Text messaging bastardizing language?

Bastardizing language. This is what teachers have to say about text messaging.

With the Philippines being tagged as the "texting capital of the world," many wonder how the proliferation of mobile phones has affected the Filipinos’ facility for languages.

Reading students’ essays with words like "4u or 2gthr yrs 18r" and looking at the signpost that reads "Ped Xing" (meaning pedestrian crossing), one can tell that cellular text messaging or Short Messaging Service (SMS) has revolutionized the way Filipinos talk, write and read. But doesn’t text messaging further thwart or impede the facility for languages?

Assistant professor Mildred Rojo-Laurilla, of De La Salle University-Manila’s Department of English and Applied Linguistics (DEAL), attempts to provide answers in her research titled A Preliminary Investigation on the Linguistic Aspects of Text Messaging.

Using the Dell Hymes theory of "Ethnography of Speaking" that studies how culture, language and society interact, Laurilla is able to capture the existing and even underlying relationships between and among variables examined.

Laurilla administered a questionnaire to 433 first-year English students from the De La Salle University (297) and from the University of the Philippines-Los Baños in Laguna(136).

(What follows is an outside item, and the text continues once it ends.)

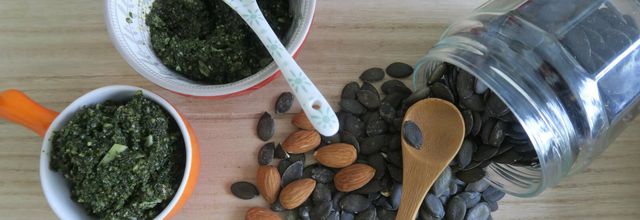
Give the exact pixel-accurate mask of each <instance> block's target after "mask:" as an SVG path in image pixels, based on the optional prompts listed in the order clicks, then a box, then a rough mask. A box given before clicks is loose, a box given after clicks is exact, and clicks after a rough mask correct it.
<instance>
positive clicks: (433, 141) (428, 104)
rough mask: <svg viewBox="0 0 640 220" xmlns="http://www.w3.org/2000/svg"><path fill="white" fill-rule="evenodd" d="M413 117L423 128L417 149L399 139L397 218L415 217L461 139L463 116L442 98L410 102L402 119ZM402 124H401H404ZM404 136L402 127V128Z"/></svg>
mask: <svg viewBox="0 0 640 220" xmlns="http://www.w3.org/2000/svg"><path fill="white" fill-rule="evenodd" d="M407 121H412V122H414V123H415V124H416V125H418V127H419V128H420V130H421V131H422V138H423V144H422V148H421V149H420V150H418V149H416V148H414V147H412V146H411V145H409V144H408V143H407V142H406V141H405V139H404V138H403V139H402V161H403V162H402V163H403V173H402V175H403V177H402V197H401V199H400V209H399V210H398V215H397V217H396V219H399V220H412V219H416V215H417V213H418V208H420V204H422V200H424V197H425V196H426V195H427V191H429V188H431V185H433V182H435V180H436V179H437V178H438V176H440V174H441V173H442V171H443V170H444V169H445V168H446V167H447V166H449V163H450V162H451V160H452V159H453V158H454V157H455V156H456V154H457V153H458V150H459V149H460V145H462V141H463V139H464V120H463V118H462V115H461V114H460V111H458V108H456V106H454V105H453V104H451V103H449V102H447V101H444V100H441V99H425V100H422V101H419V102H417V103H416V104H414V105H412V106H411V108H409V110H408V111H407V113H406V115H405V117H404V123H406V122H407ZM403 127H404V126H403ZM402 132H403V134H402V135H403V136H402V137H404V129H403V131H402Z"/></svg>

Laurilla’s study establishes several facts. In the Philippines, the cellular phone industry widely caters to the younger market. The study shows that most of the respondents aged 16 to 21, majority of them 17- to 18-year-olds, have cellular phones (95 percent, DLSU; 71 percent, UPLB). Most of them are prepaid phone users, with an average spending profile of P400 to P500.

Texting is part of the youth’s cellular phone use, but students are generally low frequency texters (54 percent, DLSU; 71 percent, UPLB). Early to late evenings are the most preferred time for texting, owing perhaps to the fact that they are already out of school and use their time on leisurely activities, including texting.

Students admit to abbreviating (89 percent, DLSU; 100 percent, UPLB), citing convenience as the number one reason for doing so. Other reasons given: it is the "in" thing or fad, or that they do not know the spelling of the words.

In terms of language use, the 150 respondents who participated in the "actual texting," prefer to use "texted English" or the abbreviated form of English if they send messages or reply to messages that take the form of "pure" or straight English and the texted or abbreviated English.

Fifty percent of the respondents did not respond to text sent to them via "pure" Filipino and Filipino/English pure or texted code-switched forms. The rest of the respondents had mixed preferences for the language to be used whether in pure Filipino, pure English or pure Filipino/English code-switched forms or their texted forms when responding to text sent to them via pure Filipino and English/Filipino pure or abbreviated code-switched forms.

There seems to be ambivalence on the effects of texting on their language competencies. Both DLSU and UPLB students believe that texting has no negative effects at all on their language competencies, such as grammar and spelling. Majority of both DLSU and UPLB respondents have a positive attitude toward texting (82 percent, DLSU; 79 percent, UPLB).

Statistical tests show that there are no significant differences in the grammar and spelling scores of both cellular phone owners and non-owners. It can be implied that the students’ performance in terms of their language skills or competencies is independent or not related at all to the fact that they own cellular phones.

Among cellular phone owners, their frequency of texting has no effect on their grammar and spelling scores. Similarly, it can also be implied that language skills or competencies are independent of the extent they use the technology.

Despite the respondents’ overexposure to the cellular phone technology, it does not, in any way, cause them to do poorly in class, especially in grammar and spelling.

Laurilla suggested that "real" or more recognizable effects of texting on students’ grammar and spelling competencies may be seen if the respondents were the more vulnerable ones like high school or elementary students who are just beginning to develop language and communication skills.

Laurilla partly dispelled the popular observation that cellular phones may bring more harm than good to students. Results of her study indicate that college students are able to discern the formal language – the kind that is used in the classroom – from the non-conventional texted English.

Indirectly, the technology serves as an "image maker" for the youth, who are impressionable and are finding their own identities. The college students are mature enough to know their personal academic capabilities and what the technology means to them.

(Laurilla finished M.A. Communication Studies at the University of North Iowa in the United States. Aside from language and technology, she also specializes on gender studies, popular culture, mass communications, mediated discourse and sociolinguistics. She is currently completing her Ph.D. in Applied Linguistics at DLSU-Manila.

The paper will be presented at the 52nd Annual International Communication Association (ICA) Conference on July 15-19 in Seoul, Korea.)